Photo by Miki Vargas from The Handsome Revolution Project.

Photo by Miki Vargas from The Handsome Revolution Project.

It seems like, almost since conception, my gender-nonconforming behavior was no secret; my brother discovering his clothes missing and finding them stashed away in my room, my father teaching me how to play hockey, soccer, baseball, and basketball with the neighborhood boys, and my mother comforting my fragile self after I’d run home from the bus crying because of the torture and teasing I’d received for wearing baggy clothes. It was also never openly discussed or acknowledged as actually being an important part of me, a cherished expression of my humanity; but rather treated as growing pains, or that I was ‘just going through a phase’. Before I knew what it meant to be transgender, I had to understand what it meant to be a masculine-presenting woman.

I will never forget my mom’s initial reaction of sheer disappointment and utter devastation when I came out to her as a dyke having graduated high school in 2005. After an eternal minute of apocalyptic silence, she finally spoke.

“So, what then? Does this mean you want to be a boy?”

I immediately denied it.

“No, no, of course not,” I told her. “I’m just a more masculine, woman-loving woman!!”

But my heart sank into a shameful abyss.

My mom looked deep inside me and saw what I had truly felt. Well actually, I thought, but was way too terrified to say was: I AM a boy, and want nothing more than to be realized, accepted, and loved as one.

If I could have transformed into a boy starting at that very moment, I would have. At the time though, I had no idea how that would even be possible, given my limited understanding of all things LGBTQ, having grown up in conservative Phoenix, Arizona.

Besides, how could I betray my mother and the womanhood that she had given me and cherished so much? The shock of being gay was more than either of us could handle, so I took the safest way out and suppressed that part of me to save us all the trouble.

At that time I definitely did not fully understand the workings of my sexuality, let alone my gender, but coming out as a dyke gave a kind of validity to my masculine ways and allowed me to escape the confines of what biology and society had deemed essential to who I was from birth.

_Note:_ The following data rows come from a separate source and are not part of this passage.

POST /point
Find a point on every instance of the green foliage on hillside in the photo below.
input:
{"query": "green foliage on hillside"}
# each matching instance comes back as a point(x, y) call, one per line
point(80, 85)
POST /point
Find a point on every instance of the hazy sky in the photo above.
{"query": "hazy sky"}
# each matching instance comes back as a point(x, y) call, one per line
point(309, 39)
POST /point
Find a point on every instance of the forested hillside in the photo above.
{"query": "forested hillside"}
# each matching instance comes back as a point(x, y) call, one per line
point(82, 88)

It also seemed the most logical place for me to start understanding the complex ways in which gender, sex, and sexuality function separately, intricately, and as a whole.

Through my queer studies in college, I acquired an immensely valuable academic and scientific understanding of the social construction of our identities. Feminist philosophizing led me to question the stability and permanence of our sex, gender, and sexuality. It was in those intimate Women and Gender Studies classrooms that I learned about the T and Q, and how it was possible to lead a happy, healthy life, outside of the gender binary.

After living five years under an adopted pseudo-identity to please those around me, I had finally had enough. I was not a woman who liked looking and acting in masculine ways. I was a man. I was cheated out of manhood being given to me de facto, and in turn, had to accept the arduous task of discovering and fighting for it myself.

In my last course, on my last day, I spoke publicly about my feelings of wanting to transition to living and identifying as a male. Even though my diploma doesn’t officially state it, in my mind, I graduated as Braedyn Ezra.

In March 2011, I started testosterone under the informed consent model and brought my mother along with me to my first doctor’s appointment to have a professional back me up and explain things as a neutral party. In May of that same year, I changed my name. I kept my parents in mind while choosing a name because I knew how hard this was going to be on them.

A year later I moved out to Seattle. This move gave those I loved some space to help them understand things better because they weren’t getting it no matter how hard I tried. I was suffocating under their ignorance.

Due to the overwhelming support of an incredibly generous community out here, and even with the well wishes of my father and mother, I had chest reconstructive surgery a little more than six months ago. My Washington State ID now also reflects my accurate identity with a magnificent M under sex.

Transitioning is a lifelong process with no definitive beginning or end. It’s a process where you are consistently made aware of the implications that your body and your being have on the world. In the ten years since making that initial disclosure, I have relentlessly dissected and openly discussed my perspective on gender and sexuality and, in turn, released myself from a complex prison of feelings that could have been a death sentence.

I am transgender. This body is mine, and I am free to do with it what I please. My full disclosure is power. By embracing my dyke womanhood as an integral part of my her/his-story, I was, and am, able to completely extend my true self into the world and claim a manhood that is both uniquely valued and respectably valid.